In general, the results of this work showed that the developed mathematical method can be effective in searching for the promoter sequences in the rice genome. Promoters of previously unknown genes [39,40,41,42], TEs and transcript start sites can be found using the developed method. Of course, the mathematical research was performed, but it opened up certain prospects for experimental work. This particularly concerns 37,390 PPSs which were revealed about unannounced sequences. We only got 347 false positives (FPs) when looking for PPPs in inverted and complementary sequences. Let’s roughly estimate the probability of finding at least 1000 false positives. We will consider FP as a random variable that has a normal distribution. Then the argument of the normal distribution is x ≈ (1000–347)/(347)^0.5 = 35,5. The probability of such an event is certainly much less than 10⁻¹⁰⁰. Therefore, from a mathematical point of view, these 37,390 PPS are not false positives. These PPS can be non-functioning promoter sequences, evolutionary traces of the resettlement of various genes or transposons.
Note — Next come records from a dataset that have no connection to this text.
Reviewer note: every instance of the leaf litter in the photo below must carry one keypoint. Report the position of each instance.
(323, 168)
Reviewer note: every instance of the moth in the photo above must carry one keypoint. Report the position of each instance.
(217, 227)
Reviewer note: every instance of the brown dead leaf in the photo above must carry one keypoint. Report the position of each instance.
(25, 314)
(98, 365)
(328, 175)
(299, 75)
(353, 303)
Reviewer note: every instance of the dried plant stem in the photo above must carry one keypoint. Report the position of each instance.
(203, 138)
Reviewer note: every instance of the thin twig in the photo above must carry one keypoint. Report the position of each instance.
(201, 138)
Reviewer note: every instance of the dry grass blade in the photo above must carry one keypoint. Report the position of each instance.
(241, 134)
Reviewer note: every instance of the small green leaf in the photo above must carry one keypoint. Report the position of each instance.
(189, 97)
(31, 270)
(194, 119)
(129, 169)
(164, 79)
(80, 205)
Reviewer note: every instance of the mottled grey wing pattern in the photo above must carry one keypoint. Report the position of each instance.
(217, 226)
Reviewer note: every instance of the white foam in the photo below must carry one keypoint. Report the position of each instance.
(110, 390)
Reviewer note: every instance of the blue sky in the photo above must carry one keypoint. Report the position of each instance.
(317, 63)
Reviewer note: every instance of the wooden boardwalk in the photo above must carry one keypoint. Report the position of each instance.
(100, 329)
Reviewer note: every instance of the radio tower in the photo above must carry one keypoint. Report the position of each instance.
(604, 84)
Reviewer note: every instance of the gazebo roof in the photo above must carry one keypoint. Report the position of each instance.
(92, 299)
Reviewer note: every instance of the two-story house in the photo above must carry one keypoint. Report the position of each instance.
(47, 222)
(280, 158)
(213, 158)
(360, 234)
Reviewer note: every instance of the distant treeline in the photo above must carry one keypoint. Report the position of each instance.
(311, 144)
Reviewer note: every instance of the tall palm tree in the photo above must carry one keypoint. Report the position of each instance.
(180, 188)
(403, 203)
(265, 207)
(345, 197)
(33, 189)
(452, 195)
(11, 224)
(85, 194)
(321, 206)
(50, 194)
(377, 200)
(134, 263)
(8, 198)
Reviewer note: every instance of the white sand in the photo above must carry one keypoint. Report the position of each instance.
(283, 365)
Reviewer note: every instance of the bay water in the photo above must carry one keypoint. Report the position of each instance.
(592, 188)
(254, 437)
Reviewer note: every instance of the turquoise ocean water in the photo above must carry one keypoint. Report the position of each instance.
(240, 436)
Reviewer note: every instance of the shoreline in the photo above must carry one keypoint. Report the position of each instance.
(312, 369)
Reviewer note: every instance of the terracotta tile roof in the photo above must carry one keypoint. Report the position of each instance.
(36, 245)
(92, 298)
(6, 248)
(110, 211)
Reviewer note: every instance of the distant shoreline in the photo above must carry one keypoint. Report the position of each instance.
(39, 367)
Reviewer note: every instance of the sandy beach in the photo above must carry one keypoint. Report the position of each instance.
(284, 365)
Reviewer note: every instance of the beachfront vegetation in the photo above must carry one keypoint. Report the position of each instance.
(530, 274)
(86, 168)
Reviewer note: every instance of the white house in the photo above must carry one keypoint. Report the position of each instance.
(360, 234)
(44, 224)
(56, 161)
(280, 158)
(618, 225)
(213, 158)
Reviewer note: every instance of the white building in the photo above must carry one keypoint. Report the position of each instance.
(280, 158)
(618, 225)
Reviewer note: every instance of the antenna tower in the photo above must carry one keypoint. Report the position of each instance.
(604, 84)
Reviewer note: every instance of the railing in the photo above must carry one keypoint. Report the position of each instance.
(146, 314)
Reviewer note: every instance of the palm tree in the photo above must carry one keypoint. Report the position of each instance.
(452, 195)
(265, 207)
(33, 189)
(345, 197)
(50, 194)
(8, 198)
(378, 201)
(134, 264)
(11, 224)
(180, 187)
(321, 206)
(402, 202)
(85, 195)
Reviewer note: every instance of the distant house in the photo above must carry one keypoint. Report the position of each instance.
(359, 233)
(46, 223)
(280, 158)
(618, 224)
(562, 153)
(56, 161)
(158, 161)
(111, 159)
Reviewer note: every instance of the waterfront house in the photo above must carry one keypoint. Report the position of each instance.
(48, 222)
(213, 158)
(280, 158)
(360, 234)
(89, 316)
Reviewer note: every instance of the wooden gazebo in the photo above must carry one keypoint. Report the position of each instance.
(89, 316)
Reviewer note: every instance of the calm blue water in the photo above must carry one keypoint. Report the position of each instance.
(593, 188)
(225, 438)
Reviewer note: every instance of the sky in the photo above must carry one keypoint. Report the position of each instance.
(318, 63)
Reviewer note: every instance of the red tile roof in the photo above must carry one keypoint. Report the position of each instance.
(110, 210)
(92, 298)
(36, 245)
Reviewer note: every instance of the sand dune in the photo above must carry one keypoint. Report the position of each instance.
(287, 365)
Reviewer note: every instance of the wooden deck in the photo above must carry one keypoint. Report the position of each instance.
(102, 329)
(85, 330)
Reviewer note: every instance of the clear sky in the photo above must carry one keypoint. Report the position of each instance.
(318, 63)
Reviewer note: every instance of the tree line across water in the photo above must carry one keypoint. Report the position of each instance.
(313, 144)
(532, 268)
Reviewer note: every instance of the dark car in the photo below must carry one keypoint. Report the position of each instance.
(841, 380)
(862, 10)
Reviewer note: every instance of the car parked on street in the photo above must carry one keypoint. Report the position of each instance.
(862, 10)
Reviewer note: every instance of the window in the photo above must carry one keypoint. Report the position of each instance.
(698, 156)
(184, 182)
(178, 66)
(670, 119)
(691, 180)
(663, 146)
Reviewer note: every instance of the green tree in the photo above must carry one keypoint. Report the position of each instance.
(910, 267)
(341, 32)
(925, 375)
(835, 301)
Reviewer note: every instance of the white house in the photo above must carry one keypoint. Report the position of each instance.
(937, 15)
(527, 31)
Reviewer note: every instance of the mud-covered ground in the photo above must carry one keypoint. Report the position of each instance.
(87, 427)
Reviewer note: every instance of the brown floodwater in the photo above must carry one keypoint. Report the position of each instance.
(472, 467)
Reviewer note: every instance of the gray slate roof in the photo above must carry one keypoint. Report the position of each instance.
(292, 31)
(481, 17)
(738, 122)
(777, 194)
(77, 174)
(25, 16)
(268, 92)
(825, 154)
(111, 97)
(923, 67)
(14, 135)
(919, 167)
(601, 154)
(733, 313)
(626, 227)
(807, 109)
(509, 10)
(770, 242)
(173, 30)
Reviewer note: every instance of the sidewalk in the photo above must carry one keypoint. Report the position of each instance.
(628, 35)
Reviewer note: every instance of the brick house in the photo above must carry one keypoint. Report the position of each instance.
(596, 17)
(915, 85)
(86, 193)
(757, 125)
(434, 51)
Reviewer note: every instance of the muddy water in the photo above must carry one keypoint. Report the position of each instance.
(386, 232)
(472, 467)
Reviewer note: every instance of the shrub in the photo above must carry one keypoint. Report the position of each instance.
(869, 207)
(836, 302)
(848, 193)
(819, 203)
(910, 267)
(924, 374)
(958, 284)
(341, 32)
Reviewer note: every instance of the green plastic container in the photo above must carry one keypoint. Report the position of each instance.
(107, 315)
On the other hand, these may be promoter sequences of unknown genes, and they may indicate the existence of genes that have not been discovered [42]. Conducting purely experimental work in the future is considered useful in answering this question.

5. Conclusions

In this study, the method for multi alignment of the promoter sequences was developed. Then, mathematical methods were developed for calculation of the statistically important classes of the promoter sequences. Five promoter classes were created from the rice genome. A total of 145,277 potential promoter sequences (PPSs) were found in the rice genome. Of these, 87,233 PPSs are associated with TEs and 20,654 PPSs are associated with promoters of annotated genes. There are 37,390 PPSs that occurred in previously unannounced sequences. The number of false positives for a randomly mixed rice genome is ~10⁻⁸ per nucleotide. It was assumed that these PPSs are associated with unknown genes, with transposable elements, or micro-RNA. In general, the results of this work showed that the developed mathematical method can be effective for searching the promoter sequences in rice genomes. Promoters of previously unknown genes, TEs and transcript start sites can be found using the developed method.